Tree called “Dara Keçikê” protected by Meryem attracts visitors
Many people visit the tree called “Dara Keçikê”, a wishing tree, in the Xera village located on Mount Kizwan to make a wish. Meryem El-Hesen, who has protected the tree, told us the story of the tree.
Hesekê – There are many historical places to visit and hidden stories waiting to be discovered in north-eastern Syria regions. Mount Kizwan, located in the Cizre region, is also a place where many travelers and local people can relax and learn the history of the region. The tree next to a spring in the east of the village of Xera is very important for the people of the region. Every day, many people visit the tree called “Dara Keçikê (The Girl’s Tree)” to drink water from the spring and make a wish. 60-year-old Meryem El-Hesen told us the story of the tree.

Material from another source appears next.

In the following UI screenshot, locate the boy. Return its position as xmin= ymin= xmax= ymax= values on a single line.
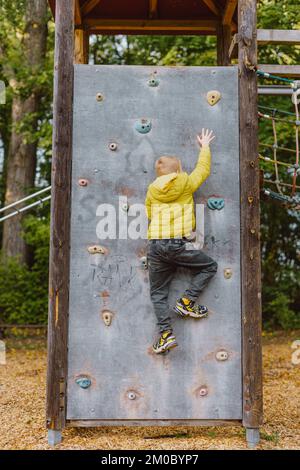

“Mount Kizwan is my shelter”
Stating that people living on Mount Kizwan make a living from animal husbandry, Meryem El-Hesen said, “Mount Kizwan is a shelter for me and my children. We make a living from animal husbandry. We have many springs here for us and for our animals.”
“This tree was a young woman…”
Speaking about the tree in the Xera village, Meryem El-Hesen said, “This tree has been here since the time of our grandparents. It is said that there is a spring under this tree. My grandmother told me that this tree was a young woman when there was a war on Mount Kizwan during the Jewish era. I was told that the woman prayed to God turn her into a tree in order to not be raped by Jewish soldiers. God heard her wish and accepted her wish. The woman was turned into a tree and a spring was formed next to it. This tree has been here for hundreds of years.”
Many people visit the tree to make a wish
Stating that people and animals drink water of the spring, Meryem El-Hesen said, “The shepherds and their animals drink this water. Most families take water from the spring to water their gardens. Many people from the Cizre region and other regions visit the tree to make a wish. They bring something with them and give them to the children in the village. Children become happy when they receive something from the visitors. But less people have visited the tree for six years due to the war. People tie bits of cloth or string to the branches in order to make a wish. I protect this tree. I don't allow the children to throw stones at it. Everyone should visit this tree.”